About 4.45 million customers of Chunghwa Telecom’s (CHT) fixed network service are to benefit from a comprehensive price cut after its retail monthly rates for different asymmetric digital subscribers’ line (ADSL) and fiber optics services were approved by the National Communications Commission (NCC) yesterday.
The rates — set to take effect yesterday — would drop by 3.99 percent to 4.3 percent, the commission said, adding that this is a reduction of between NT$5 and NT$23.
About 1.4 million ADSL service subscribers are to receive the trim, with a total of NT$148.1 million (US$4.72 million) deducted from their bills per year.

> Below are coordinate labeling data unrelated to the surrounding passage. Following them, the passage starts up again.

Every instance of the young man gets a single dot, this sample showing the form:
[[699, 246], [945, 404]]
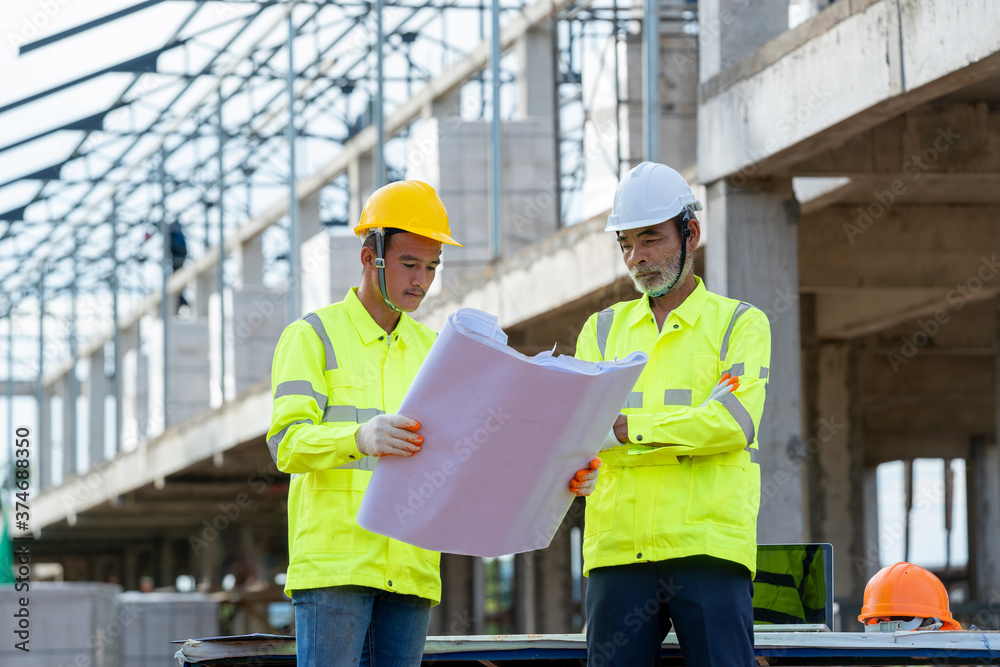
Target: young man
[[338, 377], [671, 527]]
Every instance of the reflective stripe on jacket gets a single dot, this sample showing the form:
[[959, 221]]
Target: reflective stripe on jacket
[[699, 496], [333, 370]]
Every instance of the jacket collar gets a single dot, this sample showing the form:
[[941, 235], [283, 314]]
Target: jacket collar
[[689, 311], [367, 328]]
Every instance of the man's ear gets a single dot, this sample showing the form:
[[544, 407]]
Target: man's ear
[[367, 257], [695, 228]]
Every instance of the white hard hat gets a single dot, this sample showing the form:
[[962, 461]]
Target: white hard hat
[[649, 194]]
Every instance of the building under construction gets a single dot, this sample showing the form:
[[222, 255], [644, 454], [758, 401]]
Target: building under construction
[[198, 194]]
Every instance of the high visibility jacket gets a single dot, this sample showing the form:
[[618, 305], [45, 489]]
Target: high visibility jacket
[[333, 370], [699, 496], [789, 586]]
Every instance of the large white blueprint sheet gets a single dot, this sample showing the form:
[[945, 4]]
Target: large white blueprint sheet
[[503, 435]]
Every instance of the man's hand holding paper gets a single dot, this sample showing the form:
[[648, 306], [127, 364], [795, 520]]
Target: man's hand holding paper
[[495, 425]]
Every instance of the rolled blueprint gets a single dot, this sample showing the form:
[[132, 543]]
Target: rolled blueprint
[[503, 435]]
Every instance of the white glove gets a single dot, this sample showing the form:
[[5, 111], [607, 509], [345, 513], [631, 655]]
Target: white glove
[[725, 386], [389, 435], [585, 481]]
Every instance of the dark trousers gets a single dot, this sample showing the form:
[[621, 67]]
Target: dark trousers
[[630, 609]]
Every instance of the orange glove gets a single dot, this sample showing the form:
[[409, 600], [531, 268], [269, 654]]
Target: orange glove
[[725, 386], [389, 435], [585, 481]]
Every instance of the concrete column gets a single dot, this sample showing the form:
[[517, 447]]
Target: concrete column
[[753, 256], [68, 424], [478, 597], [97, 389], [536, 72], [453, 159], [456, 612], [983, 483], [133, 398], [554, 583], [251, 263], [48, 438], [866, 567], [678, 91], [204, 286], [188, 368], [309, 222], [361, 184], [732, 29], [835, 461], [526, 593]]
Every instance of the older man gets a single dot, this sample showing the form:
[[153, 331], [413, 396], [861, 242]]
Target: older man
[[671, 527]]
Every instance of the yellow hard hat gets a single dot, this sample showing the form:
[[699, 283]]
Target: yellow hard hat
[[412, 206]]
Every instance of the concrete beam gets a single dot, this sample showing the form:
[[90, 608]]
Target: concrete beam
[[947, 138], [926, 188], [175, 450], [565, 267], [899, 246], [812, 106], [884, 445]]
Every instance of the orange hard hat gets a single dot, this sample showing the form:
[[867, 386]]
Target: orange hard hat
[[909, 591]]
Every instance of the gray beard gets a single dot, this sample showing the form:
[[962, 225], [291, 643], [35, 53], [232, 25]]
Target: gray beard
[[666, 274]]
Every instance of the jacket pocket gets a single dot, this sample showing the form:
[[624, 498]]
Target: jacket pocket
[[720, 490], [334, 499], [603, 503]]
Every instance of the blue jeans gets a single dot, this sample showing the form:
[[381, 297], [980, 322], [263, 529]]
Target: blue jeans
[[630, 609], [356, 625]]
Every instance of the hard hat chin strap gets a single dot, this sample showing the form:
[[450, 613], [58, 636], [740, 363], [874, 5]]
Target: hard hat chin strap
[[685, 233], [380, 265]]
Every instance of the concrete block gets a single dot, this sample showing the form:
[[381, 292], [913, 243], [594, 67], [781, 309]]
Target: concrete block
[[160, 618], [69, 624]]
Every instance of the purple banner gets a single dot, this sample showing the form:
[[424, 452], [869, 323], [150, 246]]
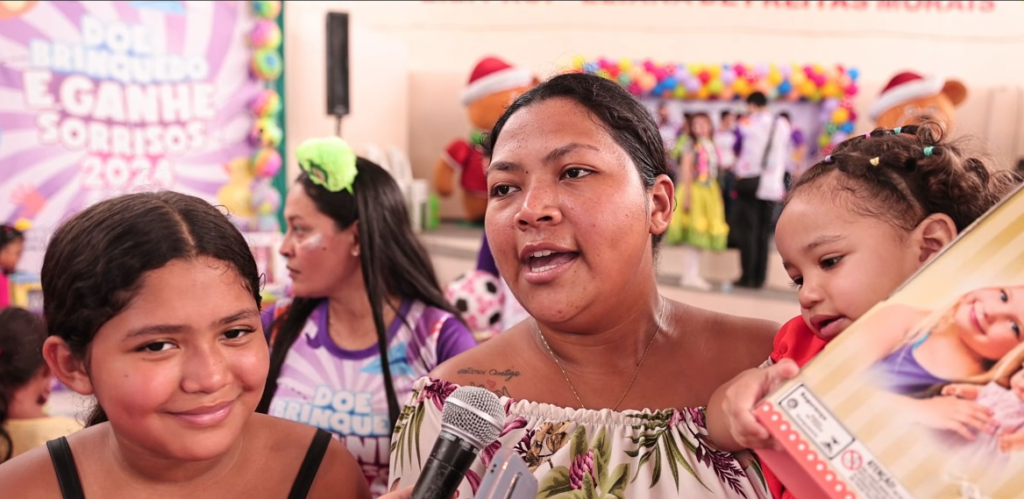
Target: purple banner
[[101, 98]]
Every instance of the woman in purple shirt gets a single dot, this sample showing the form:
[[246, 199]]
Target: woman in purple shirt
[[368, 318]]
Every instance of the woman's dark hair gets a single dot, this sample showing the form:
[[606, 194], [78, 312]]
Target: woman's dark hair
[[628, 121], [694, 117], [9, 235], [757, 98], [22, 337], [95, 261], [905, 174], [393, 260]]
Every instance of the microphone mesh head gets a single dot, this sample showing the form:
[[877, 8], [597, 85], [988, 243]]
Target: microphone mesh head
[[474, 412]]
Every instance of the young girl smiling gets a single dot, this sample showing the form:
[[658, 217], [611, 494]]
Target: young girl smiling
[[152, 304]]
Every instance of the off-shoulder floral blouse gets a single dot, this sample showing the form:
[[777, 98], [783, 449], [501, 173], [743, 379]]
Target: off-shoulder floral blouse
[[577, 453]]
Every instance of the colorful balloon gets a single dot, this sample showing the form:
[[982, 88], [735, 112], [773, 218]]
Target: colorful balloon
[[785, 87], [266, 10], [266, 104], [841, 116], [715, 87], [266, 65], [265, 34], [266, 163]]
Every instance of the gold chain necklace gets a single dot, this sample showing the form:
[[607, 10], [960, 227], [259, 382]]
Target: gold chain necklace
[[657, 328]]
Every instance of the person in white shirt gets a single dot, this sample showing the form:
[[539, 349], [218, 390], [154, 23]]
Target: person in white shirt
[[760, 169], [728, 142]]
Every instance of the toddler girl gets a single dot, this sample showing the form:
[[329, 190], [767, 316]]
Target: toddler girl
[[11, 244], [152, 303], [853, 229]]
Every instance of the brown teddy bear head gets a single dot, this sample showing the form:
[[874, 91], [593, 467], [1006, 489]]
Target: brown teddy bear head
[[493, 86], [909, 98]]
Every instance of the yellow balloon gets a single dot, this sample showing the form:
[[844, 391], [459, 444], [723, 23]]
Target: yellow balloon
[[841, 116], [830, 89]]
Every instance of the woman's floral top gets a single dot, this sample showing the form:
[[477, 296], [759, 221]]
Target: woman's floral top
[[578, 453]]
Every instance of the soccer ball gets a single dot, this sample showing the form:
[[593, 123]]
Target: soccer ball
[[477, 295]]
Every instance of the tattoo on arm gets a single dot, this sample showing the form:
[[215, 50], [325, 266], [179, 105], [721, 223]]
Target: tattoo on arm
[[494, 379]]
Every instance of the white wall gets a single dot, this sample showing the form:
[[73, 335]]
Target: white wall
[[378, 85], [443, 40]]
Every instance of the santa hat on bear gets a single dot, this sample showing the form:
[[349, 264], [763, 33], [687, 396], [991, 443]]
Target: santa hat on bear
[[494, 75], [908, 86]]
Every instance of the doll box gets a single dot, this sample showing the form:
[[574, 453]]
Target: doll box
[[876, 415]]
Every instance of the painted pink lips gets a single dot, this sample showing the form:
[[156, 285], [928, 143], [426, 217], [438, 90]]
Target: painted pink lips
[[974, 318], [206, 415]]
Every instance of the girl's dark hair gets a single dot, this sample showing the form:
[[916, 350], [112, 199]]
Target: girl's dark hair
[[628, 121], [393, 260], [22, 337], [905, 174], [95, 261]]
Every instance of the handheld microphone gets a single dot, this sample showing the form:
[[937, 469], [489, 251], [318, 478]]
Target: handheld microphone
[[507, 477], [471, 419]]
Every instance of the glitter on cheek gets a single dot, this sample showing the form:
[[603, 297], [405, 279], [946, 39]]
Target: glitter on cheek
[[313, 242]]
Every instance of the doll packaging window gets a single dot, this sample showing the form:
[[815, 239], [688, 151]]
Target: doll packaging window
[[893, 408]]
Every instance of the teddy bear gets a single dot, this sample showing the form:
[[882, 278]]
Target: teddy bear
[[911, 98], [493, 85]]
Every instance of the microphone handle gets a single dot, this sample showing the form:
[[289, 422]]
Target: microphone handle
[[445, 467]]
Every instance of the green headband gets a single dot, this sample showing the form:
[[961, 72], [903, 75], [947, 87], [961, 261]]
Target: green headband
[[329, 162]]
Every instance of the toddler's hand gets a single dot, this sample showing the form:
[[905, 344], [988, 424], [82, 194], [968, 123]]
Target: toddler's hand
[[398, 494], [1012, 442], [963, 390], [730, 420], [964, 417]]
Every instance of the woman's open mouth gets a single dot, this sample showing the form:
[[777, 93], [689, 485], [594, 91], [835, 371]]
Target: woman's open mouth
[[545, 264]]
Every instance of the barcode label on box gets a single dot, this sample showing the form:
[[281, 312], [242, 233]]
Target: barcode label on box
[[849, 459], [815, 421]]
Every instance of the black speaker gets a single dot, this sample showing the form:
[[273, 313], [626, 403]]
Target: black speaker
[[337, 64]]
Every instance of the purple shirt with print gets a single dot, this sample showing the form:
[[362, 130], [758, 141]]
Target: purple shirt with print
[[342, 391]]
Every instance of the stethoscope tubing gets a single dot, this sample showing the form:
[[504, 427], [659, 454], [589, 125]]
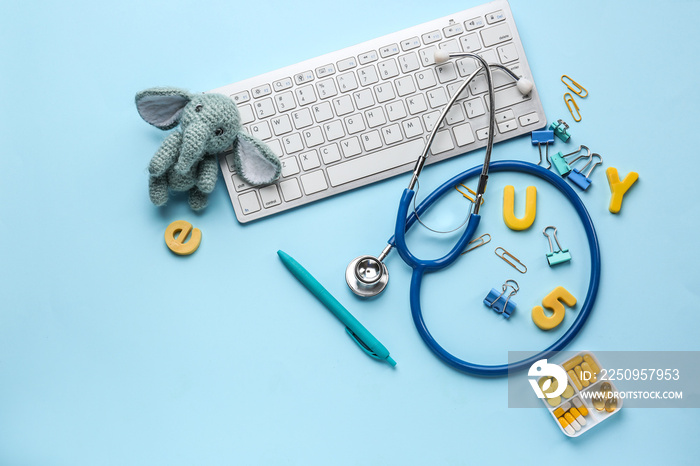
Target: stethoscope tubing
[[420, 267]]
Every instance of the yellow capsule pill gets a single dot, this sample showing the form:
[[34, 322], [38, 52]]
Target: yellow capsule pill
[[583, 381], [571, 363], [591, 362], [575, 379], [568, 391], [577, 415]]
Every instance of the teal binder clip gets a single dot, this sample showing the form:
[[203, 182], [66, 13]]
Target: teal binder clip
[[555, 257], [545, 137], [501, 303], [562, 166], [561, 130], [579, 179]]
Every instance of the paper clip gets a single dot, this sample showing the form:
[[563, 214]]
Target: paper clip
[[561, 130], [555, 257], [579, 90], [545, 137], [564, 167], [506, 253], [581, 180], [578, 111], [481, 240], [471, 191], [495, 301]]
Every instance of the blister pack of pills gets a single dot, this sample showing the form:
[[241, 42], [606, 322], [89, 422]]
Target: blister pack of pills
[[586, 401]]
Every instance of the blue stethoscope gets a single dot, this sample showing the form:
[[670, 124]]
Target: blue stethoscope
[[367, 275]]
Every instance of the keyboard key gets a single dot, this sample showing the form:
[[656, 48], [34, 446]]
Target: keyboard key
[[507, 53], [302, 118], [343, 105], [368, 57], [292, 143], [289, 166], [377, 162], [430, 37], [529, 119], [285, 101], [290, 189], [474, 23], [304, 77], [495, 17], [249, 202], [463, 134], [410, 44], [442, 142], [281, 125], [330, 153], [240, 97], [264, 108], [368, 75], [346, 64], [363, 99], [389, 50], [347, 82], [496, 35], [392, 134], [326, 88], [314, 182], [270, 196], [409, 62], [306, 94], [371, 141], [412, 127], [282, 84], [322, 112], [453, 30], [384, 92], [309, 160], [313, 136], [470, 43], [354, 123], [262, 91], [350, 147], [334, 130]]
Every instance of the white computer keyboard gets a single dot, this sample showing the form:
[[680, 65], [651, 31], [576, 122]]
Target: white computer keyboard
[[362, 114]]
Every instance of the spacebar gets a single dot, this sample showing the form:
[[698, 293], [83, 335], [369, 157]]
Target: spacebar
[[379, 161]]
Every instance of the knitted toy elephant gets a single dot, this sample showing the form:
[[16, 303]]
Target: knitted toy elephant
[[187, 159]]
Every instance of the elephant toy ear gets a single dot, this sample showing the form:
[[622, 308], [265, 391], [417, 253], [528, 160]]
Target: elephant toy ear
[[254, 161], [162, 106]]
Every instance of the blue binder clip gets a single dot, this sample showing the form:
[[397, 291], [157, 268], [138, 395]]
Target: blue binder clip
[[561, 130], [545, 137], [502, 305], [555, 257], [562, 166], [579, 179]]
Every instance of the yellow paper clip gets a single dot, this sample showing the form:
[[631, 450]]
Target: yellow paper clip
[[571, 99], [579, 90], [471, 191], [481, 240], [506, 253]]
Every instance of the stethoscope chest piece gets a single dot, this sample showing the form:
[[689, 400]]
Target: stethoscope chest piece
[[367, 276]]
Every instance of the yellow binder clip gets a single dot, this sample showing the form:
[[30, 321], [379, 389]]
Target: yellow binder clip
[[579, 90], [569, 99]]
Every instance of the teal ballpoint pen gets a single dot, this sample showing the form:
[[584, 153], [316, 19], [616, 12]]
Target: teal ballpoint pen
[[355, 329]]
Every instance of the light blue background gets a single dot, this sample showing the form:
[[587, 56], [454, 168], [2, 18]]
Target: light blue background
[[114, 351]]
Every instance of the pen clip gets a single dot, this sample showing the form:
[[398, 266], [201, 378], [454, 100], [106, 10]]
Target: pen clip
[[361, 344]]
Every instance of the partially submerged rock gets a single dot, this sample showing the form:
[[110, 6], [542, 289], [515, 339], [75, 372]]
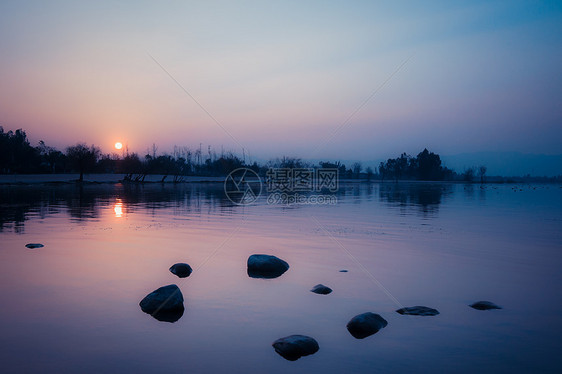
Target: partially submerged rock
[[266, 266], [294, 347], [181, 269], [164, 304], [366, 324], [321, 289], [34, 245], [418, 311], [484, 305]]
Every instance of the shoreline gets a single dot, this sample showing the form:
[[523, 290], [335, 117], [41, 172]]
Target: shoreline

A bigger price cut is to be seen by those subscribing to the firm’s fiber optics Internet service, with 3.05 million users set to benefit.
The cut will help some fiber optics customers save about NT$841 million per year.
However, that the cut does not apply to subscribers of fiber-to-the-home or fiber-to-the-building services, the commission said.
NCC spokesperson Yu Hsiao-cheng (虞孝成) said that the new monthly rate would be effective until March 31 next year.
Based on the Administrative Regulation Governing Tariffs of Type I Telecommunications Enterprises (第一類電信事業資費管理辦法), telecom service rates are regulated with a price cap.
The commission announced on Feb.7, 2013, the adjustment coefficient, also known as the X value.
The percentage of the service charge decrease is then determined by subtracting X from the Consumer Price Index for the previous year, which is announced by the Directorate-General of Budget, Accounting and Statistics.
Using the formula, Chunghwa Telecom was supposed to reduce its service charge by 3.9749 percent this year.
Meanwhile, CHT lowered its private Internet peering charge with other telecoms by 4.14 percent to NT$394 per megabits-per-second.
In related news, ETTV News (東森新聞) and the TVBS Entertainment Channel were fined NT$300,000 and NT$200,000 respectively for violating a regulation requiring stations to keep a clear separation between TV commercials and program content.
ETTV News was fined for airing news on Taiwanese pop diva Jolin Tsai (蔡依林) acting as an entertainment news anchor for the station, which was found to have helped advertise Tsai’s new album.
TVBS was found to have advertised HTC smartphones in one of its programs. The channel received the warning from the NCC in 2013 for abnormally high coverage of HTC-related news.
HTC chairwoman Cher Wang (王雪紅) is a major shareholder in Hong Kong-based TVB, which owns 47 percent of its subsidiary, TVBS.